With that accepted, is it wrong for agencies and individuals alike to strive to lessen their impacts on the environment in whatever manner possible? Or should we simply accept that change is inescapable and let's party like it's 1999?


Kurt, I don't know what more you can do to convince people that global warming is for real. There are some individuals would rather bury their heads in the sand like an ostrich and pretend there's absolutely no global warming crises at all, but just simply a little change in mother natures atmospheric chemistry...and nothing more. It's that same old lackadaisical attitude that gets us into trouble with profound ignorance and old style provincial thinking that coincides with the flat earth society...and that global warming is nothing more then benign subtle change in wind direction. Caveman thinking is still here!


I fear you are right, Anonymous. In some ways it seems to be an immature effort to deny responsibility for what is likely to be a worldwide crisis. We are all culpable. The ostrich-style denial is likely to prevent effective mitigation until it is literally too late. Indeed, we may have already passed the point of no return with rapidly increasing melting of northern permafrost and release of enormous quantities of methane gas.


I want to thank Bob Krumenaker for commenting and speaking out on National Parks Traveler. It's rare for career employees of the NPS to go public, even on issues as important as global warming.

It's astounding to me, given the preponderance of scientific evidence, to see how many are in denial over the fact that our Earth is experiencing an increase in average temperatures at an unprecedented rate. Global warming will do much more than melt glaciers (the evidence of which is more than convincing) and cause sea levals to rise. Rapid shifts in climate will ultimately affect the distribution and abundance of native flora and fauna inside parks and beyond their boundaries. The cause of this warming is not variations in the solar output, as some insist, but the presence of increased levels of greenhouse gases from anthropogenic sources.

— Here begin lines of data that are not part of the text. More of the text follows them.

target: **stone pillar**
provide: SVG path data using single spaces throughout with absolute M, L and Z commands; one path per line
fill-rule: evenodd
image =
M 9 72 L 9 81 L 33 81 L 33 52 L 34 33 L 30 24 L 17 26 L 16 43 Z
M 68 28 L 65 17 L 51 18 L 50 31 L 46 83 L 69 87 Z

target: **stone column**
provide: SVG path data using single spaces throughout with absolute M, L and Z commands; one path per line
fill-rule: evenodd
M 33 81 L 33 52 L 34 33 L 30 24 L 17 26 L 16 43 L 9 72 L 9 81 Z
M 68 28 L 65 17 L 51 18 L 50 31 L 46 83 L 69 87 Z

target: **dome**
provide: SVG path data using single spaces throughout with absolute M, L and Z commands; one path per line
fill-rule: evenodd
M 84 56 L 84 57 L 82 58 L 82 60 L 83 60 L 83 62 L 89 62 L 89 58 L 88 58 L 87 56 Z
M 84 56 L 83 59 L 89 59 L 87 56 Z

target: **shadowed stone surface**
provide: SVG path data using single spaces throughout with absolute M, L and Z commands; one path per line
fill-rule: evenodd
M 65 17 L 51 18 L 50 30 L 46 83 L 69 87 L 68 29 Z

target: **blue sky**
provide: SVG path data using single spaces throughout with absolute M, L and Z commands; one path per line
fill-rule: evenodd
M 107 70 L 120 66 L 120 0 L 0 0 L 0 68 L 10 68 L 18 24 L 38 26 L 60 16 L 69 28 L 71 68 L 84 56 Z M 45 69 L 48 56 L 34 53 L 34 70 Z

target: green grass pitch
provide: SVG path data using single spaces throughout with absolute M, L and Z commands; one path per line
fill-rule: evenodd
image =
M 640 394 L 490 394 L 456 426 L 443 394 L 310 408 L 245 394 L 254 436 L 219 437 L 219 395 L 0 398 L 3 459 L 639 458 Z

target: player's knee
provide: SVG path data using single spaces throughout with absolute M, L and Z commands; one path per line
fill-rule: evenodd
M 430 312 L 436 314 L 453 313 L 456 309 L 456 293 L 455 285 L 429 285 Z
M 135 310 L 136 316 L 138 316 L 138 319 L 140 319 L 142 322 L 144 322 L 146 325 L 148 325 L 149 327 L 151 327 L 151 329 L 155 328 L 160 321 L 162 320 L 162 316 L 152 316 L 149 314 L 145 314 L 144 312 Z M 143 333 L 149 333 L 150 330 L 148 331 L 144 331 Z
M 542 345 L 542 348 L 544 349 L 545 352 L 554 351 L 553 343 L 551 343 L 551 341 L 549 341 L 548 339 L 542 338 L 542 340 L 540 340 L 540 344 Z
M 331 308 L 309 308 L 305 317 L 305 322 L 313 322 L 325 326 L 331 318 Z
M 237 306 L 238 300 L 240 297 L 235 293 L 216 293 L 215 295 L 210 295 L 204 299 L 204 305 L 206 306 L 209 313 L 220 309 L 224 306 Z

The NPS has an important role to play in educating the public about potential threats to park resources. I'm glad Bob has chosen to speak out and weigh in on this topic. Thanks too for the links to authoritative sources of information for more detailed reading.

Owen Hoffman
Oak Ridge, TN 37830


What do you naysayers think happens to the planet when we put so much carbon into the atmosphere? Do you think there is no global climate repsonse?